Dessa vez, o que está acontecendo é um sensacionalismo muito grande em cima dos fatos. Em pleno século 21, o aborto continua sendo um tabu. Não sou a favor do aborto feito como solução à irresponsabilidade dos casais que não usam os métodos contraceptivos e querem no aborto uma solução para seus problemas. Por isso, a educação sexual é tão importante. As pessoas tendo conhecimento dos métodos contraceptivos terão mais cuidado com gravidez indesejada. Daí eles podem se planejar para ter seus filhos de forma programada.
Mas esse não é o caso dessa menina e nem de tantas outras pelo mundo que foram vítimas de violência e que por medo ou falta de apoio da própria família acabaram não denunciando os agressores. A equipe médica tomou a decisão certa. Tanto para proteger a vítima como para retirar o embrião enquanto ainda não se desenvolvera.
A pergunta que não quer calar:
E se fosse a sua filha?
Infelizmente, a religião cega as pessoas. Faltou, nesse caso, empatia, e eu poderia dizer também que compaixão pelo sofrimento dessa menina. Elas estão transformando a vítima em culpada. Sei que perece difícil, mas temos que nos colocar no lugar do outro.
Essa menina vai precisar de todo apoio psicológico possível para suportar viver com esse trauma.
E o estuprador tem que ser punido e afastado do convívio da família da vítima.
Todos os dias, milhares de mulheres, crianças e adolescentes são estupradas. Geralmente o estuprador é alguém do próprio convívio da vítima: pai, padrasto, tio, vizinho, um amigo. Mas a criança dá sinais. Cabe aos pais ou responsáveis perceberem. Mudanças no comportamento, timidez excessiva – a criança tenta evitar contato com uma determinada pessoa, sente medo, ou demonstra uma alteração na forma de falar. Na escola, faz desenhos que mostram órgãos genitais. Cabe aos pais perceberem e procurar ajuda, para não chegar a esse ponto abominável.
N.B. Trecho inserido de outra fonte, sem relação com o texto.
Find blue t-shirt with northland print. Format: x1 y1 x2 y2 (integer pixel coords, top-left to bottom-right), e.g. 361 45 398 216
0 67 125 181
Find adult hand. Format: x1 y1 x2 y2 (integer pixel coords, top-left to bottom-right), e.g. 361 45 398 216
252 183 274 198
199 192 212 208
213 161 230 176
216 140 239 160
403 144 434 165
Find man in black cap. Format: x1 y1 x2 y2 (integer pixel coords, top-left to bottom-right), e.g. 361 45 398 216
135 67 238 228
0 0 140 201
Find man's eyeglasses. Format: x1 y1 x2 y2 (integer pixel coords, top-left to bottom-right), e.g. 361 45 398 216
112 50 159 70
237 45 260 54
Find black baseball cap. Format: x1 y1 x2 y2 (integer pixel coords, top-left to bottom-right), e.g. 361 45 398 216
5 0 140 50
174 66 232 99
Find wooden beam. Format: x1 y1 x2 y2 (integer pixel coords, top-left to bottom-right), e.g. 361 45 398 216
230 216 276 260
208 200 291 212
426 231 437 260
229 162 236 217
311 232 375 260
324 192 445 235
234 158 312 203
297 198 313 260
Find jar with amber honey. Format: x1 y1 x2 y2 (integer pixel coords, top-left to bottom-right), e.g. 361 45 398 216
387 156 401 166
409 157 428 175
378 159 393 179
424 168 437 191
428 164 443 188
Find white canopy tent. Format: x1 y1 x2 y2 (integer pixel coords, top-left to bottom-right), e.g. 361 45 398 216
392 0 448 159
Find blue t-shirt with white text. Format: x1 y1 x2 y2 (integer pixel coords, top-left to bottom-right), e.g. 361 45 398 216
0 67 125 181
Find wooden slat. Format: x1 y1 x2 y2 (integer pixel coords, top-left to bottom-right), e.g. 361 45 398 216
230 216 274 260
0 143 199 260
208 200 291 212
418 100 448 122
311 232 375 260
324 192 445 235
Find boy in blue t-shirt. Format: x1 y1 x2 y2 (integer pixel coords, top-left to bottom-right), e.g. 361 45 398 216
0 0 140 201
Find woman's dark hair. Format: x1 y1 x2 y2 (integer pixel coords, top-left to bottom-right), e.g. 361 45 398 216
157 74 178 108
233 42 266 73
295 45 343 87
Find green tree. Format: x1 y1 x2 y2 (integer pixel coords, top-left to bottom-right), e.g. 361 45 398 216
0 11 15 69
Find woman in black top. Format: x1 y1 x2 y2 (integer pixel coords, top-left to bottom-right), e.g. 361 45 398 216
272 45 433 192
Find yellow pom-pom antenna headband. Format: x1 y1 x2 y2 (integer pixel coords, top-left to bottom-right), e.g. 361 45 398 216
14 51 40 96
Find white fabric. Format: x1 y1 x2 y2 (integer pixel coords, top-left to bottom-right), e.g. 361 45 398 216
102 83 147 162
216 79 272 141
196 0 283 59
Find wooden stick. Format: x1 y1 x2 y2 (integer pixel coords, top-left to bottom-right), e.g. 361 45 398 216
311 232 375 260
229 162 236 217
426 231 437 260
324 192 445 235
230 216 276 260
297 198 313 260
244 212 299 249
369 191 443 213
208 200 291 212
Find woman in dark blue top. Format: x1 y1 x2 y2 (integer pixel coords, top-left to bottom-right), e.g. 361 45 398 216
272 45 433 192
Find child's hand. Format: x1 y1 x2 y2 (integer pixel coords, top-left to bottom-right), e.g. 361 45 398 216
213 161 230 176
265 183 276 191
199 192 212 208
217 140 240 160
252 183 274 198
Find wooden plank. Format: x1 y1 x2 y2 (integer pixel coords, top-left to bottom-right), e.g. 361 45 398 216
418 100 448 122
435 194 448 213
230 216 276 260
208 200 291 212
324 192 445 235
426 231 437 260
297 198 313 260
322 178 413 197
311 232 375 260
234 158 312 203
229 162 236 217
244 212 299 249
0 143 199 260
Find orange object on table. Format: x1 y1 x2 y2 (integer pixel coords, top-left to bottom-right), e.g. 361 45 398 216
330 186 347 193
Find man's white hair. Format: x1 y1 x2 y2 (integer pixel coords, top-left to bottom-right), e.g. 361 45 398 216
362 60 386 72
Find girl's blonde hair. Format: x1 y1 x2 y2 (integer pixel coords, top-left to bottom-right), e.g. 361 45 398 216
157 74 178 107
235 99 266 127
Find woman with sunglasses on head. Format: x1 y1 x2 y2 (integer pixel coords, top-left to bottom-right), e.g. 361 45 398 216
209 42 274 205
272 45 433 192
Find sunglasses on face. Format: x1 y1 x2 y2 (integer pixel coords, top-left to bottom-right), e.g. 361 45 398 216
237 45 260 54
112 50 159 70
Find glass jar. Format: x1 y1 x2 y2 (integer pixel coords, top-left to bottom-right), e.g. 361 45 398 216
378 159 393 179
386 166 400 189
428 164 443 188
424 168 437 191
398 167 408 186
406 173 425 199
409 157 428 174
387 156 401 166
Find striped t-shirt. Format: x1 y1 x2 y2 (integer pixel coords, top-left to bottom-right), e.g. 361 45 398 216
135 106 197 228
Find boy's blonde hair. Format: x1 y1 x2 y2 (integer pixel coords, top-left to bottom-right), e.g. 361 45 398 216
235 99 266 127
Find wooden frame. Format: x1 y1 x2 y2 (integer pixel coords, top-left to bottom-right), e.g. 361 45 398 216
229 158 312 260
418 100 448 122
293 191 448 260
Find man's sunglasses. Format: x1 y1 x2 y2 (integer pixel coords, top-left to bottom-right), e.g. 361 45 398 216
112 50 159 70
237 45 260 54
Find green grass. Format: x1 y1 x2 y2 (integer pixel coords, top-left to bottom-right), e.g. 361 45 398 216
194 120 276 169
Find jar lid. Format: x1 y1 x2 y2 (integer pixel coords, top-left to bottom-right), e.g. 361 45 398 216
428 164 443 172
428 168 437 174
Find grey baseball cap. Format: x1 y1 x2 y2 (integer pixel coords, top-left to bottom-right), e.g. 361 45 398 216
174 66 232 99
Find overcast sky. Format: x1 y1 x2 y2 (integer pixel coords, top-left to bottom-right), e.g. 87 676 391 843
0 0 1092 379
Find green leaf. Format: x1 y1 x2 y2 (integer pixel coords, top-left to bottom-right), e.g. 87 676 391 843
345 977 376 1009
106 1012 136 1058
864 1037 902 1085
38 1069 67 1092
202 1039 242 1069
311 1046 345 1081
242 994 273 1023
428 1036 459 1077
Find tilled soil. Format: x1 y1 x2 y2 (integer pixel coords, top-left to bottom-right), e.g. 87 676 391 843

O que me impressionou nessa história foi a total falta de empatia das pessoas que se reuniram em frente ao CISAM para protestar contra o aborto. Repito:
O que você faria se fosse a sua filha?
Parece que os papeis se inverteram; do estuprador não se fala e a criança vítima do estupro se tornou a culpada aos olhos da multidão.
É muito fácil julgar, mas tente só por um minuto se colocar na pele dessa criança.
Ela precisa da sua ajuda, não do seu julgamento. O que ela precisa é de alguém para apoiá-la. Alguém que olhe em seus olhos e diga: Estamos aqui para lhe ajudar.
Poderia passar horas falando sobre esse tema, mas vamos simplificar as coisas refletindo sobre essa frase do escritor norte-americano Matthew Quick: “Quando nosso coração está repleto de empatia, um forte desejo de eliminar o sofrimento alheio surge dentro de nós.”
Essa menina precisa de ajuda e não de condenação. Ela é a vítima. Não tentem transformar a vítima em culpada. Isso é crueldade.
“A violência destrói o que ela pretende defender: a dignidade da vida, a liberdade do ser humano.” (Papa João Paulo II)
Tem um versículo da Bíblia onde Jesus fala: “Deixe vir a mim as crianças e não as impeçam; pois o reino dos céus pertence aos que são semelhantes a elas.” (Mateus 19).
Essa criança está psicologicamente destruída, mas é só uma criança. Apenas uma criança.
*Valéria Saraiva é enfermeira, poetisa, cronista, autora do livro “Lírios, Tulipas e escorpiões” e membro da Academia Cabense de Letras. Escreve às segundas-feiras.